For jobs that require 2 tiles, create separate partitions for each resource requirement (2V/2H are not identical).

Configure jobs that require the same resource to run in the same partition. For example, 1T jobs should run on a partition managed at rdu_tile level; 2V jobs should run on a different partition managed at rdu_tile level; 4T jobs should run an another partition managed at rdu level. Otherwise you can encounter random resource allocation failures that cause some jobs to fail occasionally. When submitting jobs to these partitions, always specify the GRES requirements: --gres=rdu:n or --gres=rdu_tile:n.
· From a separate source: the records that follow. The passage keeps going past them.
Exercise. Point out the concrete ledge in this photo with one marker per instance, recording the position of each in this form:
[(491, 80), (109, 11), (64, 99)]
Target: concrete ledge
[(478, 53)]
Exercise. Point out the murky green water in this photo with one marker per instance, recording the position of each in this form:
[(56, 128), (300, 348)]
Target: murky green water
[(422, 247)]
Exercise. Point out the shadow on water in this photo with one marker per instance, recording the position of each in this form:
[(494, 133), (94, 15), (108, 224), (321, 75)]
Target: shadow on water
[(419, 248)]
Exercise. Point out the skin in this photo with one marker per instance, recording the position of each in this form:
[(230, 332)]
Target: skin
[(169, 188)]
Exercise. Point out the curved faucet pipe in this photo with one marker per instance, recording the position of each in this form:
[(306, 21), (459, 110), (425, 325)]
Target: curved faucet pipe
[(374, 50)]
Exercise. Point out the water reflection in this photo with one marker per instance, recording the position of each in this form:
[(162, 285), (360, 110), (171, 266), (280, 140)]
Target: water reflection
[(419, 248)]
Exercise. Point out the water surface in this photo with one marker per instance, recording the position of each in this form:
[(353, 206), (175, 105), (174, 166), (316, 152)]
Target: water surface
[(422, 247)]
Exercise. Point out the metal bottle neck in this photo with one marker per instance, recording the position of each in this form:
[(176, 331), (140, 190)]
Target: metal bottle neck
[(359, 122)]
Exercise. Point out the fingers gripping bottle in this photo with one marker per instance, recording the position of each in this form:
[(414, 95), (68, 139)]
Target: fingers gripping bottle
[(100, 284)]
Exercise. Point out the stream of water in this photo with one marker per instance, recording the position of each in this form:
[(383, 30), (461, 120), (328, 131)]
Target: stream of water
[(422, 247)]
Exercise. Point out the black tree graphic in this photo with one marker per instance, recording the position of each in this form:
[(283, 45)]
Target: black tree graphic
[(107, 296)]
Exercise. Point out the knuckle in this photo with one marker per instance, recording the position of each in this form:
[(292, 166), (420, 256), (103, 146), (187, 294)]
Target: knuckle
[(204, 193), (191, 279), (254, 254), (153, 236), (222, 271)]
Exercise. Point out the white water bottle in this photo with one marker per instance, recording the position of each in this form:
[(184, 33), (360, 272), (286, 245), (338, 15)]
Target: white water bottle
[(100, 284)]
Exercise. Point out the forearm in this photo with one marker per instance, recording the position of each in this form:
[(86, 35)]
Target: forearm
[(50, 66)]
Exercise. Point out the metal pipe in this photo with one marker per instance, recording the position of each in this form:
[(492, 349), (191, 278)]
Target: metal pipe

Manage RDU memory with the rdu_mem GRES

The rdu_mem GRES allows you to specify the required amount of device memory for each RDU on a compute node. For each job, you can specify how much RDU memory that job requires to run and Slurm ensures that that job is run only on hosts with sufficient memory.

Currently we assume that every RDU on a compute node has the same amount of device memory.

How you specify the rdu_mem GRES

Declare the rdu_mem GRES as no_consume so that the rdu_mem resource remains unchanged when jobs that require rdu_mem are scheduled to run. RDU memory cannot be shared between RDUs.

Here’s an example for adding rdu_mem to a compute node:

NodeName=sn101 CPUs=128 Boards=1 SocketsPerBoard=2 CoresPerSocket=64 ThreadsPerCore=1 State=UNKNOWN Gres=rdu:8,rdu_mem:no_consume:64G

In the example above, rdu_mem:no_consume:64G tells Slurm that this node expects 64G of device memory available.

When the slurmd(8) daemon on that node starts, it uses the RDU_MEM GRES plugin to validate the minimum RDU device memory on the system against the specification in slurm.conf or gres.conf.

If the configured amount is equal or less than system detected amount, the configured amount will be used.
If the configured amount is greater than system detected amount, the system detected amount will be used.
If the system detected amount is 0, slurmd will fail.